İnternette sansür yasası olarak anılan bu yasal düzenlemenin 7 Şubat 2014’te mecliste kabul edilmesi ve cumhurbaşkanına gönderilmesi, iktidar içi bir kavgayı da görünür hale getirdi. Düzenlemeye ilişkin AB’den gelen mesajların arkasından  TÜSİAD ve Türk Barolar Birliği de dönemin Cumhurbaşkanı Abdullah Gül’e mektup gönderdi. Gül’ün yasada düzeltme yapmasını talep etti. Ancak yasanın esası ile ilişkili olmayan küçük düzenlemeler sonrası, yasayı onayladığını ironik bir biçimde Twitter’dan duyurdu.
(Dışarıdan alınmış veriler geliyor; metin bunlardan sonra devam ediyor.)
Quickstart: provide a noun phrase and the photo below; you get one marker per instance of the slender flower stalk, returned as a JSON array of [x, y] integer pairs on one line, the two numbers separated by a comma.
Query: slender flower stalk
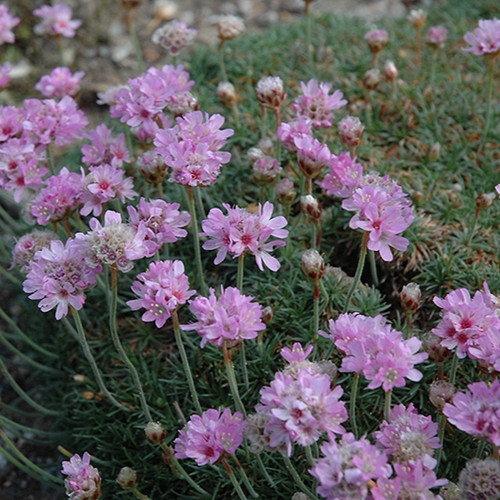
[[82, 338], [197, 251], [119, 347], [185, 361], [359, 271]]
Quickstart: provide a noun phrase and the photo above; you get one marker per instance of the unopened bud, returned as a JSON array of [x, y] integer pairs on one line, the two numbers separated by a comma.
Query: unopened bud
[[410, 297], [285, 192], [227, 94], [310, 207], [312, 264], [127, 478], [371, 78], [485, 200], [155, 433], [441, 392]]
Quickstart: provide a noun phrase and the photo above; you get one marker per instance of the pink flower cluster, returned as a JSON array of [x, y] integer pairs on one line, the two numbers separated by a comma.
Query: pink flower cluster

İnternetin Türkiye’deki bu sürecini hatırlamak, bugün gelinen noktayı kavrayabilmek açısından önemli. Zira birdenbire 7 Haziran ile başlayan ve 15 Temmuz darbe girişimi sonrasında katmerlenen bir internet sansüründen ya da daha genişçe internet üzerindeki özgürlük alanlarımızın kısıtlanmasından bahsetmiyoruz. Neredeyse 2000’lerin başından itibaren yavaş yavaş mayalanan internetin egemenler tarafından ele geçirilme sürecinden bahsediyoruz. Bugün de, -örneğin internet gazeteleri için haber üreten gazetecilerin statüsü gibi- yaşadığımız birtakım sorunlara ilişkin, kısa vadeli çözümler talep eder ya da önerirken uzun uzun düşünmek, bu düzenlemelerin potansiyel sonuçlarını iyi değerlendirmek zorundayız. Ya da basitçe bu düzenlemeleri yapma yetkisi olanlara "gölge etmeyin, başka ihsan istemez" diyebiliriz.